現役保育士さんならもちろん知っているけど、転職しようとしている人だったら今さら聞けない「保育園と幼稚園の違い」。どちらに就職しようか悩んでいるという方もいるでしょうね。そこで今回は、保育園と幼稚園の違いを5つ、ピックアップしてみました。それぞれの目的や、働くメリット・デメリットもあわせてご紹介します。ぜひ参考にしてください!
保育園と幼稚園の5つの違い
保育園と幼稚園というのは、よく混同されがちですが、両者はまったく似て非なるものです。
何が違うのか? というと、具体的には次の5点です。
- 管轄
- 目的
- 子どもの年齢
- 保育時間
- 料金
それぞれを詳しく解説していきますので、保育・教育への理解を深めてくださいね。
保育園と幼稚園の違い① 管轄
保育園と幼稚園は、まず管轄が異なります。
まず保育園ですが、これは「厚生労働省」が管轄する施設で、ここで働くためには国家資格である「保育士資格」を取得する必要があります。
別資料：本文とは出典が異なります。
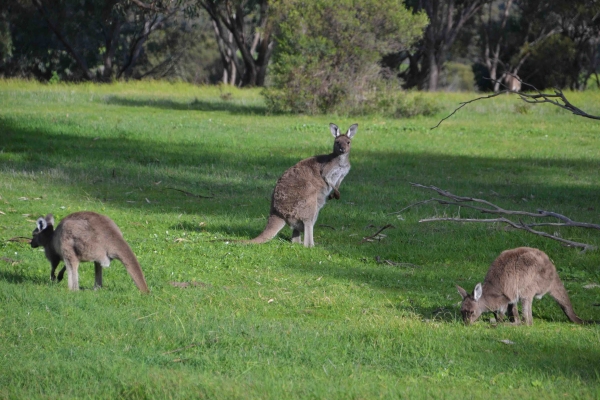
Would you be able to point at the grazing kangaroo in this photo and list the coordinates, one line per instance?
(85, 236)
(516, 275)
(303, 190)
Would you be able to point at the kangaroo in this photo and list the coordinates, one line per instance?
(516, 275)
(85, 236)
(303, 190)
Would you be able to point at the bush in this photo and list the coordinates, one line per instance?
(328, 52)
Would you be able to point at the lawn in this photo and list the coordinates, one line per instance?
(184, 170)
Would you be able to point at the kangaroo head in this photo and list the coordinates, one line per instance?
(472, 305)
(341, 145)
(42, 234)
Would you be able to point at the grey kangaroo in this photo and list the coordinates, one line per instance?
(85, 236)
(516, 275)
(303, 190)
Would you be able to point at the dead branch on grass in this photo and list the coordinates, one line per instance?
(491, 208)
(190, 193)
(395, 264)
(374, 236)
(537, 97)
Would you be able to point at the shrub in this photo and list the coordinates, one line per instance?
(328, 52)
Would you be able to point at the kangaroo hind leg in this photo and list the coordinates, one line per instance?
(559, 293)
(98, 275)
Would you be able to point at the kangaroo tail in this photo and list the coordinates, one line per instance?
(274, 225)
(132, 265)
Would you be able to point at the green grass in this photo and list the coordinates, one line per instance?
(278, 320)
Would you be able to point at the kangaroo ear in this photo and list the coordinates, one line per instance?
(50, 219)
(335, 131)
(462, 292)
(352, 131)
(41, 224)
(477, 292)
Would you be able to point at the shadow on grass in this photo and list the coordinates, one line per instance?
(230, 106)
(132, 174)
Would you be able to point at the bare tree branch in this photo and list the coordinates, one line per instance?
(374, 236)
(558, 99)
(462, 201)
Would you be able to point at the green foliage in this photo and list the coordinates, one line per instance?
(545, 69)
(328, 51)
(457, 77)
(278, 321)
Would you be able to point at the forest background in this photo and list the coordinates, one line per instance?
(312, 57)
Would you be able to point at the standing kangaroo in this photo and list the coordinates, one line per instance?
(303, 190)
(516, 275)
(85, 236)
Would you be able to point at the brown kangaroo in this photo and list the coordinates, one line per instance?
(516, 275)
(303, 190)
(85, 236)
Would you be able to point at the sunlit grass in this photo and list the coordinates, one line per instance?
(276, 320)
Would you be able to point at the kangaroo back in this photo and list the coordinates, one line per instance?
(129, 260)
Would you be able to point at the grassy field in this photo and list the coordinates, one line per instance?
(278, 320)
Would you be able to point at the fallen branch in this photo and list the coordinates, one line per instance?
(181, 348)
(557, 99)
(395, 264)
(374, 236)
(462, 201)
(191, 194)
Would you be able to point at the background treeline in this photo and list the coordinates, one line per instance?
(310, 56)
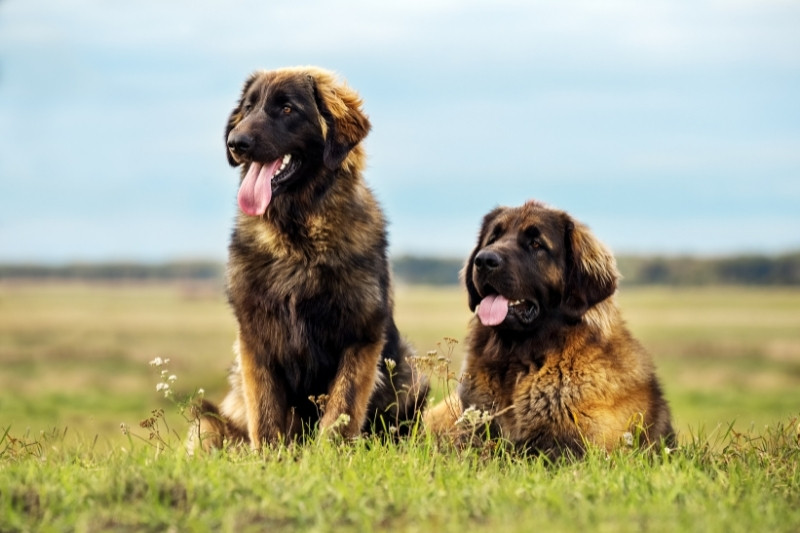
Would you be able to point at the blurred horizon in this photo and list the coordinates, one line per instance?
(668, 128)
「保育園」というのは通称名で、正式には「保育所」と言います。
児童福祉法第7条に定められている「児童福祉施設」で、法律基準は児童福祉法です。
主に、「保護者が就労や病気によって子どもを十分に養育できない場合、保護者に代わって子どもを預かって身の回りのお世話をする施設」として、全国各地に設置されています。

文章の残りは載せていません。